Indigenous species are also threatened by invasive plants such as Acacia cyclops, three Hakea species, and invasive pines that were planted in commercial timber plantations on the slopes of the mountain also .
Today the Table Mountain range has the highest concentration of threatened species of any continental area of equivalent size in the world.
Indigenous afro-montane forest on Table Mountain, with Devil’s Peak visible in the distance
Commercial plantation of invasive European Pinus pinaster or “Cluster Pine”, on Table Mountain’s eastern slopes
Removal of non-indigenous forests
SANParks have been criticised for their programme of removing invasive non-indigenous trees. These alien forests make up only 2% of the park, but cover areas that were previously incredibly rich in biodiversity.

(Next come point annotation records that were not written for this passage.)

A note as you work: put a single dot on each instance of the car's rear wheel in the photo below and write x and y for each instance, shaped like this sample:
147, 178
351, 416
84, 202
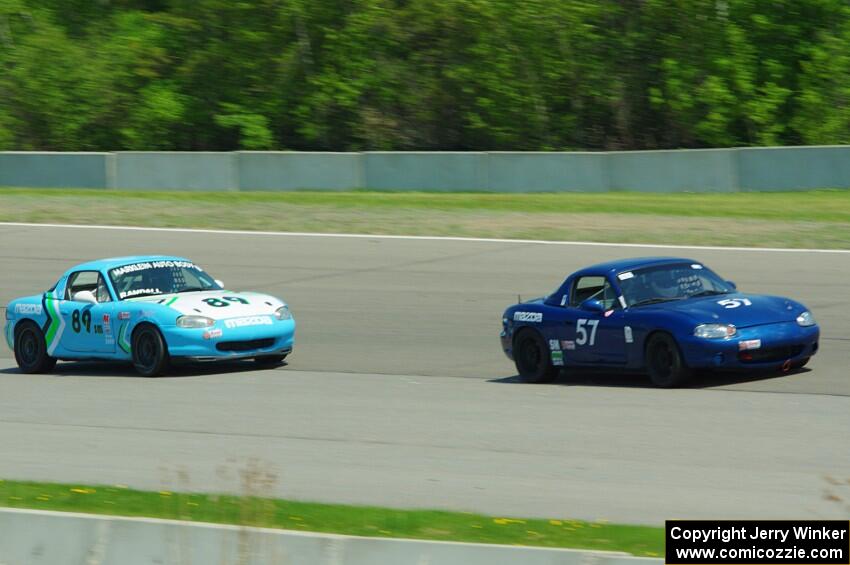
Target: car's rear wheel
31, 349
269, 360
664, 361
150, 356
532, 358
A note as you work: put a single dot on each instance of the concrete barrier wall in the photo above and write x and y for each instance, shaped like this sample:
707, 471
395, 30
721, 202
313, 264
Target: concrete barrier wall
425, 171
293, 171
176, 171
698, 170
548, 172
63, 170
794, 168
54, 538
701, 170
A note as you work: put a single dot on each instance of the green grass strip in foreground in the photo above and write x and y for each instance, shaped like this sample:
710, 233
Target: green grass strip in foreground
812, 219
814, 205
332, 518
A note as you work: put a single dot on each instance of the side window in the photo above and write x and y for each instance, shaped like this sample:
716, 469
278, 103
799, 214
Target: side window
102, 290
596, 288
585, 288
91, 281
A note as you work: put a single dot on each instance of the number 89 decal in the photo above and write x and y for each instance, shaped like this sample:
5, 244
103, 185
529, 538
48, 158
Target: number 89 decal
224, 301
581, 331
78, 321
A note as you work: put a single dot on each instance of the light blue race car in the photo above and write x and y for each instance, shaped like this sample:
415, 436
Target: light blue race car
149, 310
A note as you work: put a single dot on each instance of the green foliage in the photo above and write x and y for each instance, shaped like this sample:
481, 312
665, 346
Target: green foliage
422, 74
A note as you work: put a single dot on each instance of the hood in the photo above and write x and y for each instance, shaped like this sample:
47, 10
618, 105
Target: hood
215, 304
740, 310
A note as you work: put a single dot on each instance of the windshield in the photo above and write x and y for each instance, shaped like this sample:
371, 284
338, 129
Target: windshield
150, 278
670, 282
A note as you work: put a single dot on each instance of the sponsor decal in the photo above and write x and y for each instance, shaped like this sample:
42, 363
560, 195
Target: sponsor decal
248, 321
558, 358
528, 316
28, 309
55, 323
212, 334
117, 272
123, 342
734, 302
138, 291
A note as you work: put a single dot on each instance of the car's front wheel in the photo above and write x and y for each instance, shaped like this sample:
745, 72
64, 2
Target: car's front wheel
150, 356
31, 349
664, 361
532, 358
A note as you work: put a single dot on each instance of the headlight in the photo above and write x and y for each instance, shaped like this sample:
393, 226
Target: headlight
283, 313
194, 322
714, 331
806, 319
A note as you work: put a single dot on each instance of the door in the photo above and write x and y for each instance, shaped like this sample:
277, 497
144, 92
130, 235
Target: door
597, 329
88, 325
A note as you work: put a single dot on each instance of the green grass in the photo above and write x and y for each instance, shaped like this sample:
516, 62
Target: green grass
332, 518
782, 219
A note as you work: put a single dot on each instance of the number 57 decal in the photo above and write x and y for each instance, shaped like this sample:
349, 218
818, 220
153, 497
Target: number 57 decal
581, 331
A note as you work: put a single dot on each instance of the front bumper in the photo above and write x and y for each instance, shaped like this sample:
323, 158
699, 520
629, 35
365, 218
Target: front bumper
779, 345
218, 343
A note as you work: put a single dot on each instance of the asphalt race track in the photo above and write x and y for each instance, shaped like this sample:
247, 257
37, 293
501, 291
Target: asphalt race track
398, 394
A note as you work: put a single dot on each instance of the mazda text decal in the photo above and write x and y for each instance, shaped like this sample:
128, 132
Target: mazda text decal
528, 317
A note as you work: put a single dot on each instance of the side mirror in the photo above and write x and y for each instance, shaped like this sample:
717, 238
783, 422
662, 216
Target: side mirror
593, 305
85, 296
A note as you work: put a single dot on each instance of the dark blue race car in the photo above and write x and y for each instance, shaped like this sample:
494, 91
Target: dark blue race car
661, 315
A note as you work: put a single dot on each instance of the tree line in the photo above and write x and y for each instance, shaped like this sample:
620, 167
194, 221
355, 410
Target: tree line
351, 75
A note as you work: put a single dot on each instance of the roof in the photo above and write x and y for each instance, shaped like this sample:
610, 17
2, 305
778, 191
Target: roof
631, 264
112, 262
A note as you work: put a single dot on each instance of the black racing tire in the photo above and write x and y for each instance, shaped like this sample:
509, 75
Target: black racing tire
664, 362
150, 355
31, 349
269, 360
532, 358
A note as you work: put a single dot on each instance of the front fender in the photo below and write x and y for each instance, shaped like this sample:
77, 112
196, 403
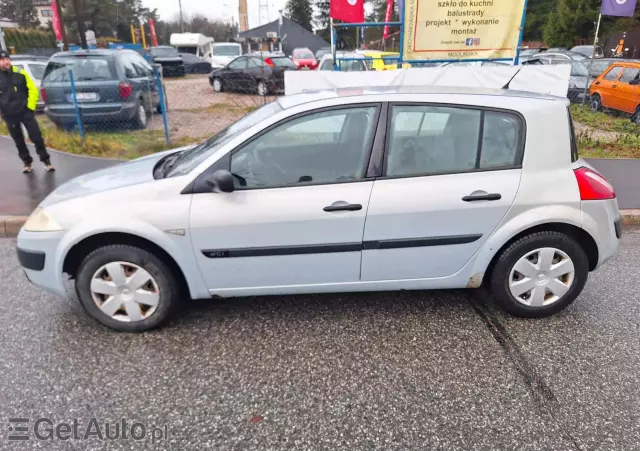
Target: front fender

The invasive trees were originally planted as commercial plantations for timber, once most of the indigenous afro-montane forests had been felled.
Unfortunately, the fertile lower slopes that were selected for the plantations are also the areas of the park which host the highest proportion of endemic and threatened species.
The park’s current programme is to allow for the re-growth of the indigenous forests, while slowly removing the plantations of invasive trees.
This removal has been controversial however, as some of the pine plantations are recreational areas for people living in the wealthy suburbs adjacent to the park.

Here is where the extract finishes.